Horoscope: we have seen 2022 and here are our predictions
Inspired by the wave of neoswitchcraft Instagram and a kit of tarot pogné in a clothing store for teenagers, we started to draw the charts of the sky of those which make the headlines. What does 2022 and its next Moon in a Little Poodle Creped Like a Lion have in store for them? Snort a line of sage, it's time for the horoscope!
The CAQ
Venus is in Cancer, the election is in October and the public is in tabarn ** to learn what happened in the CHSLDs. To ensure a return to the good graces of the population before the next electoral eclipse, promise more than the return of the Nordics: base your campaign on the return of the Expos. Think big: why not the resurrection of Maurice Richard?
The third link
You like to divide those with whom you are destined to live. In 2022, your Aries character will be revealed even more: you will dive into the pile of environmental studies and reports from urban planning specialists in order to chart your course (between Quebec and Lévis). Beware: your ambition may end up slowing down.
Billionaires
It was with starry eyes that you entered the Age of Aquarius, and weightless body that you continued this race to infinity and beyond. In 2022, pursue your ambitions (you can afford it!) And never look back. If possible, don't come back either.
Far Right Fascists
Big year for you, our little Zemmour z & rsquo; loves! You will make a lot of new friends. Too much, even. Your passion for old, dated ideas will be much to your credit in the zero waste era, but a little update might not be too much to keep you from ending up on the wrong Bock-side of history. .
Vaccinators
For you in 2022, um… third dose? Booster dose of the third booster of the second vaccine to protect against the Super-Omicron-Delta-St-Hubert-BBQ variant?

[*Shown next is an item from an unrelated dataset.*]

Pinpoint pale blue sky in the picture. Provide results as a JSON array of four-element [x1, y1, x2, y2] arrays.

The only clear thing in your chart of the sky is that the houses of Capricorn and Aquarius will be reserved for the confinement of those who did not want your presence at their side (left or right, depending on the arm you take. to write).
Employers with labor shortages
PKU (Pisces Cancer Uranus) has played a hell of a trick on you in recent years. How else can you explain your difficulty in hiring qualified and competent staff? To start 2022 on the right foot (piggy bank or otherwise), don't let anyone convince you that the problem is the pittance, crappy working conditions and toxic climate you have. Any master's degree holder would be lucky to shovel manure at $ 13.50 an hour for you!
The Gen Z
You haven't experienced many lunar revolutions yet, but your light is shining bright enough to blind a few racist, sexist boomers or -phobes by the way. In 2022, millennials will count even more on you to save society, the world and planet Earth, while they grapple with their anxieties and their mortgage. Try not to laugh too much at their tight jeans, okay?
The Montreal Canadian
We say you are glorious, but your ascendant loser does of his. Remember, it is never too late … to give up and pursue new dreams. The cards tell us that Montreal would love to have a baseball team.
The conspi
We did our research (so did we), and we figured out that you're not the type to believe anything that's printed in a newspaper or any other “shit”. You are too bright for that. We respect your intelligence. This is why, to have your 2022 predictions, you will therefore have to decode the secret signal transmitted by François Legault's eyebrows during the press conferences.
The Olympic athletes
You hoped and it has happened: 2022 will be your year! All the effort you put into blazing your trail finally pays off (so to speak, we know you don't make a cent as a mixed curling champion). Destination Beijing for you, finally, if you agree to make a compromise, in good Libra, between the dream of a lifetime and the fate of the Uyghurs.
The ordinary world
You are tired, ascendant pukabapes , but also, in Chinese astrology, persevering .es descendant onlâchepâ . 2021 has been an average year, with some good news and some bad news. For 2022, we remain vague by promising you a little more mud, a couple of good deals, probably a tax bill to pay and a joke : if your life goes off the rails, it's yienque because Mercury is in Leningrad.